3GPP R4 introduces the Next Generation
Network (NGN) concept in the Mobile network.
Transport and Control layers are handled by
separate equipment, the MSC server and the MGW.
On the other hand, Access and Services remain
performed by the UTRAN and the Application
platforms (IN, SAT, …).
The Visited MSC Servers and Gateway MSC
Servers respectively connect to the UTRAN/BSS
and the PSTN. They are mainly in charge of:
Call Control Handling
Media Gateway Control.
There are two kinds of 3GPP R4 Media Gateways,
which are implemented in VALA’s network:
The Access Media Gateway (A- MGW),
The Trunk Media-Gateway (T- MGW), also
called BorderMedia-Gateway (B-MGW)
The A- MGW is at the border between the
Terrestrial Radio Access Network (UTRAN and /or
BSS) and the Circuit Switched Core Network (Cs
CN).
The T- MGW is at the border between the
Cs CN and the Public Switch Transport Network
(PSTN). A- MGW main function is to perform the
switching between the UTRAN and another MGW
which can be a T- MGW or another A- MGW.
The main function of T- MGW is to
support the interworking between the Cs Backbone
and the PSTN. This interworking mainly includes
transcoding and media adaptation. Note that A-
MGW and T-MGW functions can be supported by
the same gateway, resulting in the simultaneous
support of Radio Network and PSTN interfaces in
the same equipment.
The most important register in mobile
networks is HLR (Home Location Register). HLR
is a reference database where the following
information is stored:
- Identities of the subscriber (international
identity, directory number)
- subscribed services
- Rough location of the Mobile Station
(identification of the VLR where the MS is
now registered)
Knowing that the security is the key parameter
in every mobile network, the VALA has also paid a
special attention for installing AuC center. This
center is part of HLR. The AuC (Authentication
Center) is the Security Database of GSM which
generates the parameters used during the
Authentication and Ciphering procedures.
Another register that is also important and is part
of MSC, is VLR. The VLR (Visitor Location
Register) is associated with one or more MSC. It is
a local database with the following information:
- Copy of the HLR data for visiting subscribers
- More precise location of the Mobile Station
(an area of the network called “Location Area”
which is a group of cells
- Call re-direction data
Short Message - Service Center: Is the most
important center that is implemented in VALA
PTK, and has the duties like below:
- The SMS-C is used to manage 160 character-
messages for Mobile Stations (back-up,
transmission / reception).
- When an MS is not reachable (SMS-MT, the
message is stored in the SMS-C and when the
MS switches on again, the SMS-C is informed
by the HLR so that the message can be sent.

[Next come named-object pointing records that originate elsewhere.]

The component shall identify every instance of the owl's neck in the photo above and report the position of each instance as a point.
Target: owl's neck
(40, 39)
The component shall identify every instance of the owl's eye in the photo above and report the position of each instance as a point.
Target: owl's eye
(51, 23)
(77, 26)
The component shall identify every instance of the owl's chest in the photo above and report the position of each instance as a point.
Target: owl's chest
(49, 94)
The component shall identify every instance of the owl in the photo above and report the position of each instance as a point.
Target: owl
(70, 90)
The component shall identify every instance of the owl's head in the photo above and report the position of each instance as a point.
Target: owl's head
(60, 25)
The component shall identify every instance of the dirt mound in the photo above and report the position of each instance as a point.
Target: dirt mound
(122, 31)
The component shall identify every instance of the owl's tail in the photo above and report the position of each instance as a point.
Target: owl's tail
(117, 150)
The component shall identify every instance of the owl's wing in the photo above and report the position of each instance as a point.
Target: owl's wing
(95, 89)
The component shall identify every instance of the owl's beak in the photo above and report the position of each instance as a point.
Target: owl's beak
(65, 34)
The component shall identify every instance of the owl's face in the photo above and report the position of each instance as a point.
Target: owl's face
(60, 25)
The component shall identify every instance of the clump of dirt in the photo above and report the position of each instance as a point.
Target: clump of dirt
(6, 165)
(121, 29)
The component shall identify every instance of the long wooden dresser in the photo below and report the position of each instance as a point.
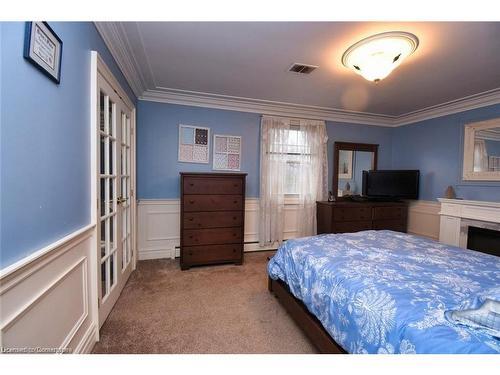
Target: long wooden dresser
(347, 216)
(212, 218)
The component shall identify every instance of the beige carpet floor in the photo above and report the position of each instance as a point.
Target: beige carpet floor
(216, 309)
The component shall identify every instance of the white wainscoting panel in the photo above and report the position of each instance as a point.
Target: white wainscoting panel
(47, 301)
(159, 227)
(423, 218)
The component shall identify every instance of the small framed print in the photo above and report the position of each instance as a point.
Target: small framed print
(227, 153)
(43, 48)
(345, 164)
(194, 144)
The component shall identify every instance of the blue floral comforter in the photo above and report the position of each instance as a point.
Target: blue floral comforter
(387, 292)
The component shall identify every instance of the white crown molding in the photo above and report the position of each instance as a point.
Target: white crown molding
(115, 39)
(467, 103)
(265, 107)
(201, 99)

- The SMS-C may be coupled with a voice mail
server.
PCU (Packet Control Unit): PCU is also installed
in VALA mobile technology and the main duties
are like below:
- Packet segmentation/re-assembly and
scheduling
- Radio channel access control and management
- Transmission error detection and
retransmission (ARQ)
- Power control
SGSN (Serving GPRS Support Node): is the
interface to the BSS and enables the following
functions:
- GPRS Mobility
- GPRS ciphering (used to provide
confidentiality and integrity protection of
GPRS user data between MS and SGSN)
- Charging
An important part of the mobile network is also the
billing technology. In VALA network as part of
billing is implanted ICC (Instant Convergent
Charging) suite. ICC provides a centralized rating,
charging and mediation capability to
simultaneously support unique tariff plans for:
- Wireless and wireline networks, including 2G,
2.5G, 3G, IMS, NGN, CDMA, GSM and
PSTN
- Voice, SMS, data, video, content/commerce
services
- Prepaid, postpaid and hybrid accounts
These plans help service providers to maximize the
available yield from their subscriber base.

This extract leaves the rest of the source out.